Melanie Brenner, president of the U.S. Online Gaming Association, said more than 10 million people currently play online poker.

"That's what they look forward to," she said. "This is the path to growth for the industry."

Panel members estimated the potential annual revenue from legalised Internet gambling in the U.S. at nearly $80 billion.

Richard Bronson, chairman of U.S. Digital Gaming, predicted that individual states will approve online gambling soon. He said the recent raids by federal prosecutors on online poker web sites makes it unlikely the federal government will approve Internet gambling, leaving states an opportunity to do it on a piecemeal basis.

"I believe strongly there will not be a national online gambling bill passed in the U.S.," he said. "I've yet to find one governor, one legislator, one lottery director that tells me otherwise. They want this to be a state issue."

New Jersey Assemblyman John Burzichelli, said the New Jersey state legislature plans to legalise.

"Next year there's probably going to be a question on the ballot to allow Internet gambling," he said. "Whether or not New Jersey voters amend the Constitution is up in the air. We came close, and we're going to do it again. We're going to take another run at it."

AP reports that the American Gaming Association called the recent prosecutions of individuals associated with three online gambling sites a "half measure" toward fixing the problem and called for federally sanctioned licensing and regulation of online poker.

The association's president, Frank Fahrenkopf, said millions of Americans bet billions of dollars a year at foreign websites, and will continue to do so as long as there are sites they can access.

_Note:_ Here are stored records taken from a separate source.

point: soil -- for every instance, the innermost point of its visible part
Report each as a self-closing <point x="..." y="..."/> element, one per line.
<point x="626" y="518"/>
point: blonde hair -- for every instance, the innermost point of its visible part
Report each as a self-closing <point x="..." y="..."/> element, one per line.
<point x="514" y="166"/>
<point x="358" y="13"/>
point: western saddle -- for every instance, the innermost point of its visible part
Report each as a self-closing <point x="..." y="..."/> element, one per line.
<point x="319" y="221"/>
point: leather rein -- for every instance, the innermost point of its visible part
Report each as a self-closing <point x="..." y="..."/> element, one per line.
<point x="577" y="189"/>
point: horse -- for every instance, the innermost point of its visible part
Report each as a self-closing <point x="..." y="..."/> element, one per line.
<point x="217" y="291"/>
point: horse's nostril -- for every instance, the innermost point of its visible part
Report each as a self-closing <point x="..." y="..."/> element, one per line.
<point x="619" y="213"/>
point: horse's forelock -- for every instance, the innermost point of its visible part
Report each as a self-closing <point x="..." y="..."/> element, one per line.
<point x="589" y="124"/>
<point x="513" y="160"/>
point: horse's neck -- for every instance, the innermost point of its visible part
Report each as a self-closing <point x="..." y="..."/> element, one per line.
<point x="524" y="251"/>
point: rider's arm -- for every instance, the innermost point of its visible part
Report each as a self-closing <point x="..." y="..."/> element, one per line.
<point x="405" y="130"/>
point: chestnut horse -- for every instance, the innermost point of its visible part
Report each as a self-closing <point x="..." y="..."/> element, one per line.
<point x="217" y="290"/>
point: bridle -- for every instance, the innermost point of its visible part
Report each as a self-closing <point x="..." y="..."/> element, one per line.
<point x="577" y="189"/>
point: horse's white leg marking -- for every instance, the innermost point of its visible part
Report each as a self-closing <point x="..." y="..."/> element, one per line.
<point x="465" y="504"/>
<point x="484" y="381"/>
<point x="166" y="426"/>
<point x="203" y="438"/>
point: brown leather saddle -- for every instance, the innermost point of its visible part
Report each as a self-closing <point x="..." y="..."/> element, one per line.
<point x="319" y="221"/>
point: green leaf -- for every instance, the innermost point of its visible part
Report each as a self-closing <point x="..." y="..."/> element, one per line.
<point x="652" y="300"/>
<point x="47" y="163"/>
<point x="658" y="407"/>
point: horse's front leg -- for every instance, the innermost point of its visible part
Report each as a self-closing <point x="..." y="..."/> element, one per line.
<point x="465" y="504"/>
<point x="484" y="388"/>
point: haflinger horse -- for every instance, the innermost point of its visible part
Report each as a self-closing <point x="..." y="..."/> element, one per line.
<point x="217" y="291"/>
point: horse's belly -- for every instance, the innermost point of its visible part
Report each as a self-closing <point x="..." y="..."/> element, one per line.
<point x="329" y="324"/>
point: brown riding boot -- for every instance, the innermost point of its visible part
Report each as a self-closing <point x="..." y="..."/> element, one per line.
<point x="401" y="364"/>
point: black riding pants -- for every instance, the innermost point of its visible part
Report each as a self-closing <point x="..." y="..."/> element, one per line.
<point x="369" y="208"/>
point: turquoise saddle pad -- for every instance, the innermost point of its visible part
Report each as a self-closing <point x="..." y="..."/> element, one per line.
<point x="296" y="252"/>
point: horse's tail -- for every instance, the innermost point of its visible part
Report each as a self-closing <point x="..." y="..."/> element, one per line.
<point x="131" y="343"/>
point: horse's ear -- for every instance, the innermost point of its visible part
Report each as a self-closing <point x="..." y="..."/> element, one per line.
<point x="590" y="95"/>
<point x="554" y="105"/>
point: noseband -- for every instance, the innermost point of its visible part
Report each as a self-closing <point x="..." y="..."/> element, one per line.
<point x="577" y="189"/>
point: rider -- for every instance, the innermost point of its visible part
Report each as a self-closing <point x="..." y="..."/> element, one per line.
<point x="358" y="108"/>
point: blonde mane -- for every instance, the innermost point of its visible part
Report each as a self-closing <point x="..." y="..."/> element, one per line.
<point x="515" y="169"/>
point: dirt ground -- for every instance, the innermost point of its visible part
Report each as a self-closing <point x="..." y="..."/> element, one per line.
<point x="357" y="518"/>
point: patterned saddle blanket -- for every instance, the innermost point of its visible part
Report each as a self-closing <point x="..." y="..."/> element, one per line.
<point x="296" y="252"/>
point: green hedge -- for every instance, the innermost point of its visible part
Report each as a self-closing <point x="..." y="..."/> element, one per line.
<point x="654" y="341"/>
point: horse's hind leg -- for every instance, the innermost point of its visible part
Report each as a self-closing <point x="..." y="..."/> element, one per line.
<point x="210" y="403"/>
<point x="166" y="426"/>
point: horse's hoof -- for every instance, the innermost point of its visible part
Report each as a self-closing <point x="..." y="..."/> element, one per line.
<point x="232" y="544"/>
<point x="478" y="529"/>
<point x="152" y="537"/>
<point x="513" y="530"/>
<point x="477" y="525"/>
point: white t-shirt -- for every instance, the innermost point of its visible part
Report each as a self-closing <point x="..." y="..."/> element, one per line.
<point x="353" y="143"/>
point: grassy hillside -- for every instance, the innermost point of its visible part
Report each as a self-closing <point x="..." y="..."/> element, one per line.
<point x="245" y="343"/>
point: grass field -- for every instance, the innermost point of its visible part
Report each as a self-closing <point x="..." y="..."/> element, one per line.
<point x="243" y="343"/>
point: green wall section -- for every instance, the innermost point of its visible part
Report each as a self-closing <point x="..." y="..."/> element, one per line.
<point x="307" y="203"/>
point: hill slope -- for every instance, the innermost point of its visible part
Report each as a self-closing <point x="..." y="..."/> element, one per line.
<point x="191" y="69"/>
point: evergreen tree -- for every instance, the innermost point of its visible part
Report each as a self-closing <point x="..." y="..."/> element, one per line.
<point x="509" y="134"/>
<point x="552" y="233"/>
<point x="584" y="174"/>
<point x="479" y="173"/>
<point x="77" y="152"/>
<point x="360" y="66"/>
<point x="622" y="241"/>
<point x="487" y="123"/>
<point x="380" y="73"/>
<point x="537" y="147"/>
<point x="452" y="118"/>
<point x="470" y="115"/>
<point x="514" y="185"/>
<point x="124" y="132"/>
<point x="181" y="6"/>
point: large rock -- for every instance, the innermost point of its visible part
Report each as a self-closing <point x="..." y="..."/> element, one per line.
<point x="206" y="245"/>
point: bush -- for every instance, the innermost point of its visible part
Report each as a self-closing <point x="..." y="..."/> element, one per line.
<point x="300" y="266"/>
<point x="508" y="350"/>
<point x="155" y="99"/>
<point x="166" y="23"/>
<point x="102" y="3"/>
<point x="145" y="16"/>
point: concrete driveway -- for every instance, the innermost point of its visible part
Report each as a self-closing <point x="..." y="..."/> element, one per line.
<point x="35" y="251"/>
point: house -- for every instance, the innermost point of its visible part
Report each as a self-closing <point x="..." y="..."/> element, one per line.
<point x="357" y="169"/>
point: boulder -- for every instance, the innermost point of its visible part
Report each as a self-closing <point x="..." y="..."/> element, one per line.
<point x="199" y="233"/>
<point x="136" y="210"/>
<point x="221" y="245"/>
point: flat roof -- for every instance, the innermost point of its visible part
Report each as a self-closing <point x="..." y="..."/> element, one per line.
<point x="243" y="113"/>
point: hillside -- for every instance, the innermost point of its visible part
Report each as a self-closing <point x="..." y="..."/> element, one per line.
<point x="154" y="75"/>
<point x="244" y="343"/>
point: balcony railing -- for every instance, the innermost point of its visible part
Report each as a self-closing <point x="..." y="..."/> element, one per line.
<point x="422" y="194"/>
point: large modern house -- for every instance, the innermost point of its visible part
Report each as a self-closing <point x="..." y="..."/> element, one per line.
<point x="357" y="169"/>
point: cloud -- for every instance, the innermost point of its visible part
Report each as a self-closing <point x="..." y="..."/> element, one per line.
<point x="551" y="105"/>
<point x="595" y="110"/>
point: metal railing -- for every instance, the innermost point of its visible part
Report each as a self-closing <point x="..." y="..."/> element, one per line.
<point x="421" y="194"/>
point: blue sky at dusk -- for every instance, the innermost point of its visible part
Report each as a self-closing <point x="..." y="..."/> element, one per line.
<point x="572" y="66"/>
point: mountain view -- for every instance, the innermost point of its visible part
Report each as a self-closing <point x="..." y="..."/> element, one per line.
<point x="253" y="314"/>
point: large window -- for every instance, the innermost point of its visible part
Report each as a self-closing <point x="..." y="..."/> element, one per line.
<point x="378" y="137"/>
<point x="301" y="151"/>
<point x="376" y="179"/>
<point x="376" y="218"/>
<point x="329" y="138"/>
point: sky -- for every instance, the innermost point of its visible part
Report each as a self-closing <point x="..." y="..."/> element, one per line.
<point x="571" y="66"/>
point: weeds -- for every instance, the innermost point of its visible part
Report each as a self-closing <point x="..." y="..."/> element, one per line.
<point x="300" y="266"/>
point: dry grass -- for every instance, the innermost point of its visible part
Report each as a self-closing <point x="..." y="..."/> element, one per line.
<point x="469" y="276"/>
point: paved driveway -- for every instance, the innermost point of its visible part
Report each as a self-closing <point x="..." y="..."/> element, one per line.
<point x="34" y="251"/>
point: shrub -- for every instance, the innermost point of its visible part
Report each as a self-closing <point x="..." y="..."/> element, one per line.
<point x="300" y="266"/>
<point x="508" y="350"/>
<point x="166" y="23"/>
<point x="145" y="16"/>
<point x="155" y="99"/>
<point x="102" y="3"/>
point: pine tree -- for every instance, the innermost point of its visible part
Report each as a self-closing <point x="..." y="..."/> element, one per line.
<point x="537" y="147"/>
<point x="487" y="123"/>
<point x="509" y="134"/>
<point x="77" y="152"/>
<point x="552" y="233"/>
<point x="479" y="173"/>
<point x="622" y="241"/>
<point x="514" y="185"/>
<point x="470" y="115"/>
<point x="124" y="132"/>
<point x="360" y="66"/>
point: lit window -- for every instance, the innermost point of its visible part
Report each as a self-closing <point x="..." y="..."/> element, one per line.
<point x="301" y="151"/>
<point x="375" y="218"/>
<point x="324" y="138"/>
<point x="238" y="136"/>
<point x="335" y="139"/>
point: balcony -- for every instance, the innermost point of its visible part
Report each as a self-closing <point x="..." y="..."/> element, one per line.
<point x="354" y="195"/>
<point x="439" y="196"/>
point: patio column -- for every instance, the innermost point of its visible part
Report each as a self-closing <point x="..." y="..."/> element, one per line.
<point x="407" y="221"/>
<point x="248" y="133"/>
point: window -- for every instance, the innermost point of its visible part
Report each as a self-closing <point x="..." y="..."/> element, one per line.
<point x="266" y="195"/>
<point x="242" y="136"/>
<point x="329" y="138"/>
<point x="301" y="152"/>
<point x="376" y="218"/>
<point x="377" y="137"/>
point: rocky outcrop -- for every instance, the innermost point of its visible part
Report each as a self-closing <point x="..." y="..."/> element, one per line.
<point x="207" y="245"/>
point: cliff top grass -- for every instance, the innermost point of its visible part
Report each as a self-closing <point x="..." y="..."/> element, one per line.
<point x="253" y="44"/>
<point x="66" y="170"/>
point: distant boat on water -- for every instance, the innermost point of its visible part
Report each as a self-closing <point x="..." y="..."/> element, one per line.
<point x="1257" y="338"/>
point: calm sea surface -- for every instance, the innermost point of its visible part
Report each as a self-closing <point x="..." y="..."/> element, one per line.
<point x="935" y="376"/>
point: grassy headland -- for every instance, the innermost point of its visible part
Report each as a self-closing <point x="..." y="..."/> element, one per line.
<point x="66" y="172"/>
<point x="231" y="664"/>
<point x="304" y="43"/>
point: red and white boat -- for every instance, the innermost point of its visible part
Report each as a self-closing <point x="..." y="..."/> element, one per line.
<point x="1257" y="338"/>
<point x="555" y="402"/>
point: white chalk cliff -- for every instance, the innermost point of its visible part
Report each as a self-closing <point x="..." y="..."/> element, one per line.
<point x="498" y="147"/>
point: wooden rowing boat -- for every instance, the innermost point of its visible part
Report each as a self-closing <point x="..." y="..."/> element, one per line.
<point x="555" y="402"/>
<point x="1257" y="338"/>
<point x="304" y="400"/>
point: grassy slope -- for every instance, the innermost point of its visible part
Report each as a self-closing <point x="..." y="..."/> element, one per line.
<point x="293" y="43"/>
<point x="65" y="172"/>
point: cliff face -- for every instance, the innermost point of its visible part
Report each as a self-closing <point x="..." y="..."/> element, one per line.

"In fact, in the immediate aftermath of online poker's April 15 'Black Friday,' some of the 300 companies that continued to operate in the U.S., in spite of the law, saw a surge in new business," he said. "Today, there are more than 1,000 real-money websites operated by these offshore operators that still target the U.S. market."

Because of that prosecution, individual states will try to approve Internet gambling solely within their own borders, panel members agreed. But they would lose out on a lucrative worldwide market that unscrupulous illegal website operators will fill, they added.

"If we look at this as a state opportunity, we will have lost the single largest opportunity for this industry," said Jones, the Caesars executive. "If you don't have that international capability — Europe, Asia — you can't go in there because you can't go outside your own state. You lost the worldwide opportunity."